Section 11 of the NGER Act now provides that "For the purposes of this Act, a group entity has operational control over a facility if…the group entity has the authority to introduce and implement any or all" of the relevant policies.
"Group entity" is defined to mean a corporation that is a member of a controlling corporation's group.
This new test for operational control seems to indicate that only a group entity can have operational control of a facility. As a property manager of a facility will frequently be part of a different corporate group to the owner, it will no longer be possible for such a property manager, as a non-group entity, to be considered to have operational control over that facility.
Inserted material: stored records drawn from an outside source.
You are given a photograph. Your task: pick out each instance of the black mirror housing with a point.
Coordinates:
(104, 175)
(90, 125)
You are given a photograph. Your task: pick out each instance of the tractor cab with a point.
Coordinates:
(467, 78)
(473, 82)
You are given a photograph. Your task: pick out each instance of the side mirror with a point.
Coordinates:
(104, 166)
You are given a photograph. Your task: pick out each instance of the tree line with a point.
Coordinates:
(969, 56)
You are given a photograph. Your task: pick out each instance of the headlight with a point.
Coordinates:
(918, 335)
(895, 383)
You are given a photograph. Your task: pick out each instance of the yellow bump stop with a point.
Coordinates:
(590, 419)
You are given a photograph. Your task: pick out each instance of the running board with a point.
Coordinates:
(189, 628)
Further, as between owner and property manager, it seems that as long as an owner has some authority to introduce and implement the relevant policies over a facility, then it will be considered to have operational control over that facility. The test does not involve any degree of authority so far as owner and property manager are concerned.
An owner will have operational control where it has engaged a property manager even if the two persons share authority to introduce and implement the relevant policies, and even where the property manager has greater authority than the owner to introduce and implement such policies.
The greatest authority test is no longer framed in terms of a "person" but has also been amended to refer to "group entities". Therefore, the NGER Act as amended no longer contemplates any competing authority between an owner and a property manager, or between a group entity and a non-group entity. It only makes provision for competition between two or more group entities, which may share ownership of and/or authority over a facility, for the purposes of determining which entity bears any reporting obligations.
These amendments to the test for operational control will impact on whether all the facilities which are under the operational control of a controlling corporation's group members will meet any of the relevant thresholds. They will therefore impact on whether that controlling corporation will have reporting obligations under the amended NGER Act.
Previously, property managers could have operational control over facilities. As a result, such facilities were disregarded when calculating whether the energy consumption, greenhouse gas emissions or energy production of all facilities under the operational control of the members of the group, when aggregated, met or exceeded the relevant reporting thresholds.
However, now that only members of a group can have operational control, and non-group entities such as property managers cannot have operational control, facilities which were previously excluded from the calculations will now be required to be taken into account.
This may mean that even though the energy consumption, greenhouse gas emissions or energy production of a controlling corporation's group had not previously met a relevant threshold, following the amendment of the NGER Act and even without the members of its group acquiring new properties since the amendment, that same controlling corporation may now have reporting obligations. This is because there may now be, by virtue of the change in legislation, more facilities under the "operational control" of group members which, when aggregated, may now meet a relevant threshold.